Aimons-nous les uns les autres – Catherine Clément

clementTitre : Aimons-nous les uns les autres
Auteur : Catherine Clément
Éditeur : Seuil
Nombre de pages : 408
Date de parution : 2 octobre 2014

Auteur :
Catherine Clément est l’auteur d’une bonne soixantaine d’ouvrages (romans, essais, poésies, Mémoires…) dont certains, comme La Senora , Pour l’amour de l’Inde ou Le Voyage de Théo, furent des succès internationaux.

Présentation de l’éditeur :
En 1871, la Commune de Paris, la révolution la plus généreuse que la Terre ait portée, embrase les cœurs et les rues. « J’avais beau me souvenir que notre Commune voulait refaire le monde sous le feu de deux armées, celle des Prussiens et celle du Foutriquet installé à Versailles, j’avais beau me dire chaque jour que la Commune était foutue d’avance, eh bien, elle avançait. »
Catherine Clément raconte avec fièvre ces mois d’espoirs et de rêves, jusqu’à la fameuse « Semaine sanglante ». Son roman convoque des figures historiques devenues légendaires (Louise Michel, Charles Delescluze, Giuseppe Garibaldi, Victor Hugo, Karl Marx, Georges Clemenceau) mais aussi d’inoubliables anonymes, qui réinventent le récit de ces jours tragiques et glorieux. Un couple anime l’histoire : le tout juste nommé ministre du Travail, Léo Frankel, un juif hongrois, et la sublime Elisabeth Dmitrieff, jeune Russe ascétique et flamboyante, envoyée par Marx au cœur de la tourmente.
Savoureux, haletant, d’une intraitable liberté de ton, ce roman donne à voir une Commune enfin démythifiée, plus proche de nous qu’elle ne le fut jamais.

Mon avis :
Il y a deux grands livres fondateurs dans mon histoire de lectrice, Le monde de Sophie de Jostein Gaarder qui fut une approche de la philosophie et Le voyage de Théo de Catherine Clément, approche des religions.
Catherine Clément est une des rares auteurs à me faire aimer l’Histoire et elle nous propose ici une vision personnelle de la période de la Commune de Paris.

Abel Gornick, juif d’Ukraine et franc-maçon et Léo Frankel, hongrois sont tous deux installés à Paris sous l’Empire, comme orfèvres. Paris est sous le feu des Prussiens et des Versaillais gouvernés par Adolphe Thiers, surnommé Le Foutriquet.
Les deux jeunes hommes ont des vues très différentes.
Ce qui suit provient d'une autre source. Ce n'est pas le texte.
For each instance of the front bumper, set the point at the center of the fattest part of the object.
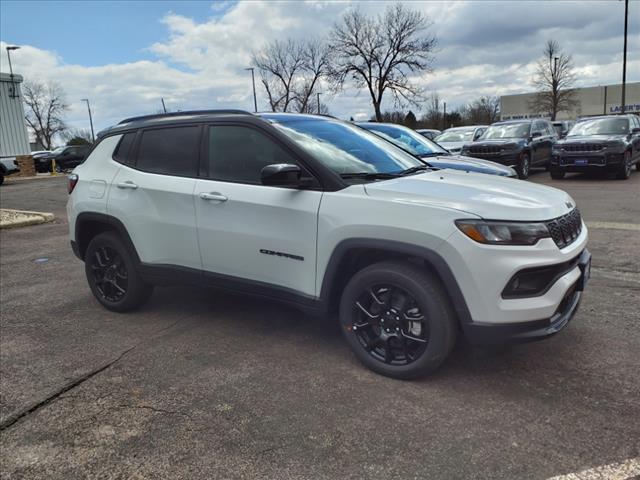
(492, 334)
 » – J’ai toujours su que tu étais pacifiste. Tu ne supportes pas la violence, Abel. Moi, je suis du côté de l’insurrection et de la violence légitime, mon vieux. Si le peuple souffre, il se révoltera.
– Tu ne diras point, j’ai dit à voix basse. Aimons-nous les uns les autres.
– Qu’est ce que c’est que ces bondieuseries? a dit Léo, fâché. Tu cites les lois de Moïse maintenant?
– Je vois que tu t’en souviens.
– Mais je me fous de Moïse et de sa religion! Je me fous de Jésus et de son commandement, aimez-vous les uns les autres, et quoi encore?
– Ce n’est pas « aimez-vous », c’est « aimons-nous », j’ai dit très calmement. Et c’est la devise brodée sur la bannière de ma loge. Pas un ordre tombé du ciel, mais un mot d’ordre lancé à toute l’humanité.
– Très touchant, a ricané Léo. Quand les canons prussiens viendront nous bombarder, je te la ressortirai, celle-là. Sois pacifiste, mon vieux! Les pacifistes ont toujours tort. »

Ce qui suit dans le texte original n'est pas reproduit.